The mostly electronic songs are each interesting in their own way. They all create a mood of their own. In general, the electronics sound much more EDM-influenced to me than past Circle of Dust albums (except perhaps Disengage), which is both a pro and a con. It does cause the tracks to have a poppier feeling to them, especially during the choruses of “Embracing Entropy” and “Outside In”. Despite that, I still enjoy both of those tracks, but they certainly don’t feel like old Circle of Dust. There is also variety within the electronics, as “alt_Human” features heavier, distorted electronics, and “Outside In” is much softer. The other three songs feature a mix of the two. However, it is worth remembering that this is still industrial rock, and it still feels sufficiently industrial. These five songs are good, and in one case (“Neophyte”, my favorite of the five), almost as good as the metal tracks. The vocals are a mix of clean and harsh, just like the metal tracks.


The interludes are unique and awesome. “Malacandra” creates an eerie, post-apocalyptic atmosphere that still has a twinge of hope. I like Klayton’s use of the acoustic guitar towards the end of it. “k_OS” is generally on the more aggressive side of things, gradually creating a buildup to one of the best songs on the album, “Neophyte”. “re_Engage” basically does the same thing for the title track. There’s not much else to say about these three tracks other than that they’re good and I’m glad that they were included, but it would have been nice to have one more full song.

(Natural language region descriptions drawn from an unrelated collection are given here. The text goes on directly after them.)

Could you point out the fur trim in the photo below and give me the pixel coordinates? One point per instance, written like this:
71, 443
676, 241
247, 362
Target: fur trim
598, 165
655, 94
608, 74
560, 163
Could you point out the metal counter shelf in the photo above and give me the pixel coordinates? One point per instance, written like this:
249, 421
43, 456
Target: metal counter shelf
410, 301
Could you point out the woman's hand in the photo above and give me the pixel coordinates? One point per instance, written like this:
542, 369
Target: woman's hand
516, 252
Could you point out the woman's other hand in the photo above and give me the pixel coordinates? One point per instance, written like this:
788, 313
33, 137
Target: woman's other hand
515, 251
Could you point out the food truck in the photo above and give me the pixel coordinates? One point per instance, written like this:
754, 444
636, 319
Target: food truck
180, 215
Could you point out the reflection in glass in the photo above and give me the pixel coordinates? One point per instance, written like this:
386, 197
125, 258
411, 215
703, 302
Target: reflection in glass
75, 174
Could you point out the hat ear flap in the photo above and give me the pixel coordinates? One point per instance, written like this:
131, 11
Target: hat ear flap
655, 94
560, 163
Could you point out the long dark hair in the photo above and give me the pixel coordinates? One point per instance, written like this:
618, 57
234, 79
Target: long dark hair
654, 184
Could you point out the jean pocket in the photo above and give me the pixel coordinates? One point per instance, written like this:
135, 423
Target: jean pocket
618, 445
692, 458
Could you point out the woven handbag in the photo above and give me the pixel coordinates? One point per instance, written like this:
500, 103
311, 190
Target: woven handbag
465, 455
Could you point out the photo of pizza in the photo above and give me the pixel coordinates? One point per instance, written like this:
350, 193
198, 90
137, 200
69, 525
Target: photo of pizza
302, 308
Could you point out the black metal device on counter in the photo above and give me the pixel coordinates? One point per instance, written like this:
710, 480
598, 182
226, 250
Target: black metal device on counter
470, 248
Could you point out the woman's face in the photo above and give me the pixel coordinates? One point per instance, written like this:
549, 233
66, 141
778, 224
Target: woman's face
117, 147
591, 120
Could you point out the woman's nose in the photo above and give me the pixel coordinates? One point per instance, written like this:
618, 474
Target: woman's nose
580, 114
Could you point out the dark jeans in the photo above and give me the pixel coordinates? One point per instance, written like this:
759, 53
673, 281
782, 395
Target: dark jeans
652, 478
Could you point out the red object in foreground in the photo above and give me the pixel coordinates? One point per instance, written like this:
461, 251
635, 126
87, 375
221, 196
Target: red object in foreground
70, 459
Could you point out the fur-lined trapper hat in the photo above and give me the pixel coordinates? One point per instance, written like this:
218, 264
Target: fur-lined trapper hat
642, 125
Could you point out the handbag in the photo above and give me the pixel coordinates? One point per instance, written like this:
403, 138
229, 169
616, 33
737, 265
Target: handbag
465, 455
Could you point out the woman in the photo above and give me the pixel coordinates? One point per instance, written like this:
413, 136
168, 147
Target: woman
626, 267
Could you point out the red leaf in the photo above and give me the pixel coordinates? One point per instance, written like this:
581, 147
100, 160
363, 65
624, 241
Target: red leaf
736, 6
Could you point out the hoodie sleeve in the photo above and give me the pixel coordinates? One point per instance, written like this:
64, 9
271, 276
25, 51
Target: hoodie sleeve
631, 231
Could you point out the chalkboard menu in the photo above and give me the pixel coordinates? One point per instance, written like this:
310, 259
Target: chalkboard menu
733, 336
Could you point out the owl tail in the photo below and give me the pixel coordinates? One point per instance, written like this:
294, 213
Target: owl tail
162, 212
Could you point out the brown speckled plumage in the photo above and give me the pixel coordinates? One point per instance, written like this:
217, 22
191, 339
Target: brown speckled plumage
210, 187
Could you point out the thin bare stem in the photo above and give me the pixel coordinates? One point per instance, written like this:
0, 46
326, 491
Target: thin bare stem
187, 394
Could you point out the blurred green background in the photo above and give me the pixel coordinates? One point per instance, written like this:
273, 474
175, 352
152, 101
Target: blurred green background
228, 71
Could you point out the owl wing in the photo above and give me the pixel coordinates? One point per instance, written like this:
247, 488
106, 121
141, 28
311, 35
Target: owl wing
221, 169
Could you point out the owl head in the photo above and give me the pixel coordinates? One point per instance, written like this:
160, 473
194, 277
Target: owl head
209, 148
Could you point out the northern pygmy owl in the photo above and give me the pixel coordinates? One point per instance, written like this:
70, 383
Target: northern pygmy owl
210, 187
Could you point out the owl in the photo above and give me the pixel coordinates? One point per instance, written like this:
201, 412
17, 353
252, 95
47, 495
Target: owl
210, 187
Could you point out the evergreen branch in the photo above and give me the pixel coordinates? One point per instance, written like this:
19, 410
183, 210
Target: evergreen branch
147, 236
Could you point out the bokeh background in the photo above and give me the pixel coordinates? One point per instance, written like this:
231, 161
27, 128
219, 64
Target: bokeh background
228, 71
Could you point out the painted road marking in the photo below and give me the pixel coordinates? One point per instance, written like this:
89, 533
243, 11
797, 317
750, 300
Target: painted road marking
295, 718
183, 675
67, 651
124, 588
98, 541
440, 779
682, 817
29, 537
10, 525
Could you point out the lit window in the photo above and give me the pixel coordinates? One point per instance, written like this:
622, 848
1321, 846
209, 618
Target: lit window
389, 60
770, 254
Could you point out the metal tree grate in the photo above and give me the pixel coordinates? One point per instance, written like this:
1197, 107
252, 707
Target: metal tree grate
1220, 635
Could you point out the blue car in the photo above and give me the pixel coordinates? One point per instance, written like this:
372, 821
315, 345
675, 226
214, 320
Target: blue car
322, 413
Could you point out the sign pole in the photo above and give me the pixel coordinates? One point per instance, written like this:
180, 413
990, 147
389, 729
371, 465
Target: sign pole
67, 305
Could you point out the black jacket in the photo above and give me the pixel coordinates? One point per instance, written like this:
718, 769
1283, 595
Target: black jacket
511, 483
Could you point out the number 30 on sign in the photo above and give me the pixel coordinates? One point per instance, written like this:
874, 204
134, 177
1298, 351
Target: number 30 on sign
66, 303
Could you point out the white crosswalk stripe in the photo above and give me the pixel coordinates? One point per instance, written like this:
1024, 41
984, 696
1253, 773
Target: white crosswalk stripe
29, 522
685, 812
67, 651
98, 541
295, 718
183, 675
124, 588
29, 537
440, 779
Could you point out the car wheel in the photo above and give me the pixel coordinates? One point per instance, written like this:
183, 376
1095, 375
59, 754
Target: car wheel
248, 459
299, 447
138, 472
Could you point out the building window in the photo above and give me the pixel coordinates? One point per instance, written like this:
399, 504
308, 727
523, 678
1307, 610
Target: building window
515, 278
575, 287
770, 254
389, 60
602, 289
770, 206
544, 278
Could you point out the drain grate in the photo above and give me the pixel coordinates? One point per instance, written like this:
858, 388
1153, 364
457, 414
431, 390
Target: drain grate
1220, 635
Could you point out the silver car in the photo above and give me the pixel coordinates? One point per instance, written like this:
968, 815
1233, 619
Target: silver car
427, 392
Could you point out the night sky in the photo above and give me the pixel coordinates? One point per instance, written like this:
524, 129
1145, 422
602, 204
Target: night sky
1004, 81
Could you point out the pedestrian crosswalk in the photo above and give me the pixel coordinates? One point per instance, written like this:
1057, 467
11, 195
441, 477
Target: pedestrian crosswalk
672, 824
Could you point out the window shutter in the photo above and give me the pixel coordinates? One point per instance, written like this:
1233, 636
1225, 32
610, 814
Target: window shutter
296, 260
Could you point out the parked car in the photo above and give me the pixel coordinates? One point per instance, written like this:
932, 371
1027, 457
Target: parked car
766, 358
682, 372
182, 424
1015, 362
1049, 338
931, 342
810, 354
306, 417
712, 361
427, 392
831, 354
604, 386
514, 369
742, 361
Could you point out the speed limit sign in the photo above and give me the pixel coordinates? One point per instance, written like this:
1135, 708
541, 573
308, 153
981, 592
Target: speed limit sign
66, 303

Lastly, we have the worst two songs on the album: “Humanarchy” and “Neurachem”. They both feature low and heavy guitar riffs that feel stale. “Humanarchy” is particularly bad and easily the worst song on the album. It has its stale riff going during the verses, accompanied by subpar harsh vocals. The chorus softens things up with some clean vocals. There is a pretty good riff that has melody towards the end of the song, but other than that, this song is simply bad. “Neurachem” is slightly better, mostly due to its greater use of electronics, but its guitars and vocals are just as inadequate.

Overall, I enjoy it, but not as much as the self-titled, and probably not as much as Brainchild (I need to get around to listening to more of that…). Worth the buy unless you dislike the electronics. The only thing really holding the album back is the presence of “Humanarchy” and “Neurachem”.